On Friday, February 25th, Crowdstrike CEO George Kurtz discussed the state of America’s cybersecurity readiness during an interview with CNBC. He called it “pretty poor,” and added that it was especially concerning considering Russian retaliation could come in the form of “painful and finely tuned” attacks.
Kurtz said, “I see a lot of banks who are very concerned about what might happen.” He added, “They [should] be concerned too. There’s going to be some pretty substantial changes here. It’s not going to go away any time soon. It’s a new paradigm for banks.”
And when banks are impacted, the economy and business in which they operate can be negatively affected.
Cybersecurity In Big Banks Vs Small Banks
Despite the heavy focus on cyber security, banks with resources have the technology to beef up their defenses. Smaller banks might not have the resources to institute a new system so quickly or be able to afford it. These slow responses leave small-banks at great risk. It is not just 2018, but every day in 2018 brings new threats from cyber attacks that could seriously endanger cashless transactions and mobile banking further in 2019.
In a recent news report from Trend Micro, although cyber attacks are up again for the first half of 2021, nothing has really changed for the banking industry. A 1,318 percent increase in ransomware attacks have been reported.
Biggest Cybersecurity Threats To Banks
The top security threats are, and still are, ransomware, direct access to your computer remotely as a result of remote work, cyber attacks on the cloud, social engineering and supply chain attacks.
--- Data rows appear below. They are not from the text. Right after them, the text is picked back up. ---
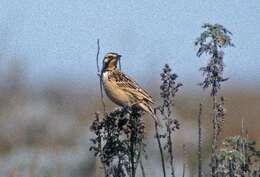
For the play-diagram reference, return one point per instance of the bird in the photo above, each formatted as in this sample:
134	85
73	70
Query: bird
122	89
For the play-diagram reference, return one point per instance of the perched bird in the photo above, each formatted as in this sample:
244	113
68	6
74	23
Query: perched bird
123	90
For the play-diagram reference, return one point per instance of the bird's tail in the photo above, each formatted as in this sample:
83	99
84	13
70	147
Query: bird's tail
147	108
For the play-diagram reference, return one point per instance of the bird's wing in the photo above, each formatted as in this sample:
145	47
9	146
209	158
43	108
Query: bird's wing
127	84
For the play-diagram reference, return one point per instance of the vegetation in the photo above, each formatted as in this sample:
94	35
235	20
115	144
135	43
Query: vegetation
119	135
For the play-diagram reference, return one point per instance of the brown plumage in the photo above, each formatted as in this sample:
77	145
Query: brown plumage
122	89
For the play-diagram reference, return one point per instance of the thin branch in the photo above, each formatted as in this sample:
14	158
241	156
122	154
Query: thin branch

With increased use of artificial intelligence and machine learning, cybersecurity software may actually be making the defenses weaker rather than stronger.
“The true implications of COVID-19’s findings are that digital and mobile customer platforms, which offer quick and instant transactions, leave little time to run customer authentication or verification checks,” said Dr. Jean-Paul Kockelman. “Likewise, the risks associated with KYC and onboarding procedures in the digital era have increased significantly in recent years, causing frustration for financial services firms and their customers.”
Rehak continued that today’s increased need for safety and security has created obstacles in examining the authenticity of a digital interaction. Evaluating the validity of an individual’s identity now involves referencing huge amounts of data from multiple sources – everything from geolocation and session behaviors to data from merchants, bureaus and customer profiles.
In a recent Wall Street Journal article, M&T Bank security chief David Stender said that more expensive tech just means more expensive security. “It needs to be cost-effective security,” he explained, “not security at any cost.”
“Companies are spending too much money on all these technological advancements,” Stender continued. “A lot of companies spend big bucks on artificial intelligence as a way to solve their problems and that’s really not necessary. They would be better off using what they have now.”
Some banks don’t have the budget to spend on AI and hired specialists in cybersecurity and related tools. This is true for those with limited resources, investing in cost-effective measures like regularly installing patches, frequently backing up data and educating employees on password management and phishing attacks, which are often easy ways into a company by attackers.
How To Spend Money On Cybersecurity
“Spending money on cybersecurity awareness makes sense,” according to Steven D’Alfonso, a research director at IDC Financial Insights. Some of the banks I work with do cybersecurity awareness training, but he thinks smaller banks don’t try to focus on phishing tests and teaching people how to identify bad links.
And while D’Alfonso doesn’t dismiss AI outright, he agrees with Stender that small and mid-sized banks will not fully benefit from it unless they first agree on a security budget and a detailed risk management plan. Once those are in place, as this insightful article notes, banks can implement a series of solutions such as working with MSPs to fill talent gaps and identify/address security gaps, enhancing the security awareness of both employees and customers, using high-tech tools to help thwart attacks.
Communication is critical in banks and other financial institutions when it comes to maintaining cybersecurity. Organizations should have their own appropriate internal communications strategies in place to ensure that employees know their responsibilities in keeping secure data, reporting possible breaches, and be aware of new threats. Financial institutions also need resources and tools to deliver the information in an engaging way.